Take the case of Defense Secretary Delfin Lorenzana who miserably painted the President as a clueless leader basing his intelligence information on fiction. When asked about the allegations that the US Central Intelligence Agency (CIA) is planning to assassinate the President, one which the President himself claimed, Lorenzana quipped that Duterte probably just picked it up from a book.
Agriculture Secretary Manny Piñol can also be faulted for making controversial statements in relation to the prices and supply of food. While it is indeed technically safe and possible to wash, cook and eat rice grains infested with weevil, the political optics of asking people to eat these is just so insensitive. It is easy to see it as a publicity stunt. It didn’t help that when some legislators demanded that he resign, Piñol said that the NFA was not under his department, thereby painting himself as someone who is always ready to dip his fingers into an issue that is not under his area of concern just to gain publicity.
And then we have Budget Secretary Benjamin Diokno who, when asked about rising prices, replied by saying that there is nothing wrong with it as long as it brings about economic growth. Indeed, economic theory argues that inflation is not necessarily bad and it can provide functional benefits to the economy by boosting economic growth. But to an ordinary citizen who suffers the ill effects of high prices of commodities, Diokno’s statement is patently insensitive. It is almost like Marie Antoinette telling starving Parisians to eat cake.

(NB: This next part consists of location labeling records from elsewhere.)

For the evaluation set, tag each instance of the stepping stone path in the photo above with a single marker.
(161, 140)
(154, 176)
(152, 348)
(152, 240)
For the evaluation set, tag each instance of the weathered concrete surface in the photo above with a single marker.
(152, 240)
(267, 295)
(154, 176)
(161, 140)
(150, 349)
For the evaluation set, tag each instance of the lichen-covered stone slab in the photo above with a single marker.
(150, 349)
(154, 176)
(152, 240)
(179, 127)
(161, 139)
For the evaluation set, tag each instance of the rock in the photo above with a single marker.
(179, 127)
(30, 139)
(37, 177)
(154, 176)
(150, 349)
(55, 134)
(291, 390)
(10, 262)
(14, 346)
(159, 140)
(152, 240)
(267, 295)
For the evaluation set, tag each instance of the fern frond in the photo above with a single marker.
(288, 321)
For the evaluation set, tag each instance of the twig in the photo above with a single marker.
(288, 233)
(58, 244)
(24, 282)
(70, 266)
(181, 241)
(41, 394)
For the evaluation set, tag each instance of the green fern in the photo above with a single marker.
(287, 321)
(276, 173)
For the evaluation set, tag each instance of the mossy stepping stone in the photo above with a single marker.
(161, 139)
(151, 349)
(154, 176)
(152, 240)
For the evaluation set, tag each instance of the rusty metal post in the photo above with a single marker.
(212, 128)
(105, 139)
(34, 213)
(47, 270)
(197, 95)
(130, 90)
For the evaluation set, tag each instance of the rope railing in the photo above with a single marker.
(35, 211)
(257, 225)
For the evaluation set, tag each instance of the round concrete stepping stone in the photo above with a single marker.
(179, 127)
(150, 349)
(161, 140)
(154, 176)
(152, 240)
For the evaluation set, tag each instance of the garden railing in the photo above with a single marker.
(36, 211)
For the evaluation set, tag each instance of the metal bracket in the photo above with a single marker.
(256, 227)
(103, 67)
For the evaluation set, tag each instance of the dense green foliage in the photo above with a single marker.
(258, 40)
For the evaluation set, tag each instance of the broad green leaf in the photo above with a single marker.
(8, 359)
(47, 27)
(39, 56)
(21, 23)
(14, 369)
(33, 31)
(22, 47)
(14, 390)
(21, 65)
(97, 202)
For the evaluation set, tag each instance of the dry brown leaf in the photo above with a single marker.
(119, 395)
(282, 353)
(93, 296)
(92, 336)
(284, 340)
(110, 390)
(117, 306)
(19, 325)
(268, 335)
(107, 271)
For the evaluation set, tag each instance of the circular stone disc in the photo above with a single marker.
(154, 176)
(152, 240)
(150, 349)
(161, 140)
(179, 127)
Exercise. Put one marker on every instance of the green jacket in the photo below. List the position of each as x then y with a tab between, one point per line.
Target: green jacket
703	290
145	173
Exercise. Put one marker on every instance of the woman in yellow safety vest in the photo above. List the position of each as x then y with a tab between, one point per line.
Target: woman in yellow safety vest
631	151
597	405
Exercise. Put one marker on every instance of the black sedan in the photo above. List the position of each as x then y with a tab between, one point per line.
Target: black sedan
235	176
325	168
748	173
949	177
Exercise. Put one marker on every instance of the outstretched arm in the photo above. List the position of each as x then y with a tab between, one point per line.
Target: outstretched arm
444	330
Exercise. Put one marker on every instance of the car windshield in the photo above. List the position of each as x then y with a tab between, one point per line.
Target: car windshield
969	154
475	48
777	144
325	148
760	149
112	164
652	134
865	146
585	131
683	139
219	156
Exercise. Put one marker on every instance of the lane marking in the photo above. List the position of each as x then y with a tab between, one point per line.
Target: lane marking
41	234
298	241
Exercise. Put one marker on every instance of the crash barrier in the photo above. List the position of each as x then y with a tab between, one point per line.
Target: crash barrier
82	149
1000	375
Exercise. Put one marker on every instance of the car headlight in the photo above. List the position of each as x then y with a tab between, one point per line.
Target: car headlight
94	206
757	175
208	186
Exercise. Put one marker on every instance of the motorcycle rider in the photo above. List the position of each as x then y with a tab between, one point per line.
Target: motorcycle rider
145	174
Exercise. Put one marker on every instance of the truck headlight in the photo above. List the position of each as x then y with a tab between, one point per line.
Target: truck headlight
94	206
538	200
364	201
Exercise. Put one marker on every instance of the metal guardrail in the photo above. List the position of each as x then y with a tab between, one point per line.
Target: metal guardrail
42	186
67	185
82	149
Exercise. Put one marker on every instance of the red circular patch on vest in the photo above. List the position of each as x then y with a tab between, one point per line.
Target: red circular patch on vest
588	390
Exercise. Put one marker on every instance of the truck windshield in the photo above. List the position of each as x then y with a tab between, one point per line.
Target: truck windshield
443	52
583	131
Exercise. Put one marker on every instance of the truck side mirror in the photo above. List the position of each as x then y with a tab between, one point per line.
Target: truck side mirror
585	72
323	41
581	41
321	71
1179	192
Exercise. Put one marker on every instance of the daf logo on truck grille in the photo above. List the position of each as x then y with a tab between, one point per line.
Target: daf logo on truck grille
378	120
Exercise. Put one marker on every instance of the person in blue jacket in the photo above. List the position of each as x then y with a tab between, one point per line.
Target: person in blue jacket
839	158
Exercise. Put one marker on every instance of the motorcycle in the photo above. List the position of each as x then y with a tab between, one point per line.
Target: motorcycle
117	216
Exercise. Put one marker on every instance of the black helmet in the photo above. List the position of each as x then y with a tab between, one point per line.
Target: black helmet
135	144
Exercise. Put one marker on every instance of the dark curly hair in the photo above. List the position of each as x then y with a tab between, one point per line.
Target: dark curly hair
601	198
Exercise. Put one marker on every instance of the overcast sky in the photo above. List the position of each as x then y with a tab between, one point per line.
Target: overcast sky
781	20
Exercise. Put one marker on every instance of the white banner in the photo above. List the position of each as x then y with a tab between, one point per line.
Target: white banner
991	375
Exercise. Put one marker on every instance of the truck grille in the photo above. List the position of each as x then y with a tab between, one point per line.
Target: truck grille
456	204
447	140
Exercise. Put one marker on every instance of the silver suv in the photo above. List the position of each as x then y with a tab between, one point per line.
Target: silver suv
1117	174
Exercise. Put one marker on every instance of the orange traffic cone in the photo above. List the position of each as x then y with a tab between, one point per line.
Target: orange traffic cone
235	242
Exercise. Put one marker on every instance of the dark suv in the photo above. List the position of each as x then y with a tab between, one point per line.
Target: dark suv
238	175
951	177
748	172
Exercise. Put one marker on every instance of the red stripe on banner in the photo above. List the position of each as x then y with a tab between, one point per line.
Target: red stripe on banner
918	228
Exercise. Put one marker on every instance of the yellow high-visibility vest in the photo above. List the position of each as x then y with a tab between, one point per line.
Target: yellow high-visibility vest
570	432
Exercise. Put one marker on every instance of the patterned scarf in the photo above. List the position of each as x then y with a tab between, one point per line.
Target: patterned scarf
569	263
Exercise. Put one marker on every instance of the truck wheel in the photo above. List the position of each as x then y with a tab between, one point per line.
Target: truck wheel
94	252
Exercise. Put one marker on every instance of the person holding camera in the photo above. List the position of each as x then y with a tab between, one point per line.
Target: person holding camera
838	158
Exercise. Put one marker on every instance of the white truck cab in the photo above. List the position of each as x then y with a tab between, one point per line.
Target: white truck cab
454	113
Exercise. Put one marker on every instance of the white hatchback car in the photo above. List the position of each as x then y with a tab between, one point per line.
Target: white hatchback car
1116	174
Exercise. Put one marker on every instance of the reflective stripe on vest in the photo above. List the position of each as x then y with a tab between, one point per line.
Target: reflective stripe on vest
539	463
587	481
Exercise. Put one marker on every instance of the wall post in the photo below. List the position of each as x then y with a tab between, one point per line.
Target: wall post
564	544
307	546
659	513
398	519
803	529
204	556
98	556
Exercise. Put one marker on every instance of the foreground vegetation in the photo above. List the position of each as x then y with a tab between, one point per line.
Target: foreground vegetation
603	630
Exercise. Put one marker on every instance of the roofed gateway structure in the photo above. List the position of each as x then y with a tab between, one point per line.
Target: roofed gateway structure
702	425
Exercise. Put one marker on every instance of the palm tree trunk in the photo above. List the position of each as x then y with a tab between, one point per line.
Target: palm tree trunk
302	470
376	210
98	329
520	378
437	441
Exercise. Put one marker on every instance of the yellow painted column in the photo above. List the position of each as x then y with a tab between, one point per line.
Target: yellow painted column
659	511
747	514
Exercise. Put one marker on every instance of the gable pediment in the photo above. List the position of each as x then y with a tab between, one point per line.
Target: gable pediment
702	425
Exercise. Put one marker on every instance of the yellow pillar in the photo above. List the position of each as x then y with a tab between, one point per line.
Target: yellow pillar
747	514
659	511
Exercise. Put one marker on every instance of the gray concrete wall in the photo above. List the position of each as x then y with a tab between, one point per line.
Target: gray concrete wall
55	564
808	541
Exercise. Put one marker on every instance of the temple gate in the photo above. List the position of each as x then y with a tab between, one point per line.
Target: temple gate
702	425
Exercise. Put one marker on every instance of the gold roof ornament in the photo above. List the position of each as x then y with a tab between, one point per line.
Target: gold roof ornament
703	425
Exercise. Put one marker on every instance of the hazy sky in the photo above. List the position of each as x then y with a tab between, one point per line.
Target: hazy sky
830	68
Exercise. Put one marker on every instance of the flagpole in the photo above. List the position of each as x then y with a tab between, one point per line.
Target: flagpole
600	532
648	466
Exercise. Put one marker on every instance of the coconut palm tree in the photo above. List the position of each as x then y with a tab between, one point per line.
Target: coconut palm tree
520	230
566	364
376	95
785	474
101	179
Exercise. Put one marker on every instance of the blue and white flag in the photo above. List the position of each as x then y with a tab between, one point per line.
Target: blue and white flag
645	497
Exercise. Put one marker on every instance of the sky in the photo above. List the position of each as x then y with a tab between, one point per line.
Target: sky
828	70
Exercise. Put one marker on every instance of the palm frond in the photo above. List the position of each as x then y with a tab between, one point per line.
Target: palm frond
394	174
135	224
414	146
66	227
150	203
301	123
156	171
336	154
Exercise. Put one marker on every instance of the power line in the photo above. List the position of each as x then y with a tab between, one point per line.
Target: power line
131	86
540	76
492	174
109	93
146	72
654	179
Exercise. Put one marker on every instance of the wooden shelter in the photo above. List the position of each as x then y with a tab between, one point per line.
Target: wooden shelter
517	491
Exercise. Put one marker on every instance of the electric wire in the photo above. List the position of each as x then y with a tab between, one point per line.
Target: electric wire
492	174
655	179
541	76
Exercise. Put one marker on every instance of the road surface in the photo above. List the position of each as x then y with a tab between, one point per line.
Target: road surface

And this is not the first time that Diokno came out with a problematic statement detrimental to the President’s public image. Diokno, together with Socio-economic Planning Secretary Ernesto Pernia and Finance Secretary Carlos Dominguez 3rd, practically undermined the President’s pro-federalism stance when they came out strongly opposing federalism, with Dominguez even saying that he would not support it. These economic managers of the President practically threw under the bus the federalism campaign, which many analysts now believe to have been mortally hit.
When the President curses and fires away rape jokes, the onus is on him. And the work of his communication team to defend him may not be easy, but at least the President is being held accountable for his own actions.
Secretaries Roque, Lorenzana, Piñol, Diokno, Pernia and Dominguez act as alter egos of the President. They should all endeavor to ensure that their public actions and statements do not in any way compromise or undermine the President’s position, or make him accountable for actions that are not his own, but by convention are always imaged as done on his behalf.
Otherwise, the opposition doesn’t have to do anything anymore to politically wound the President. The actions of his own people are already enough to harm him.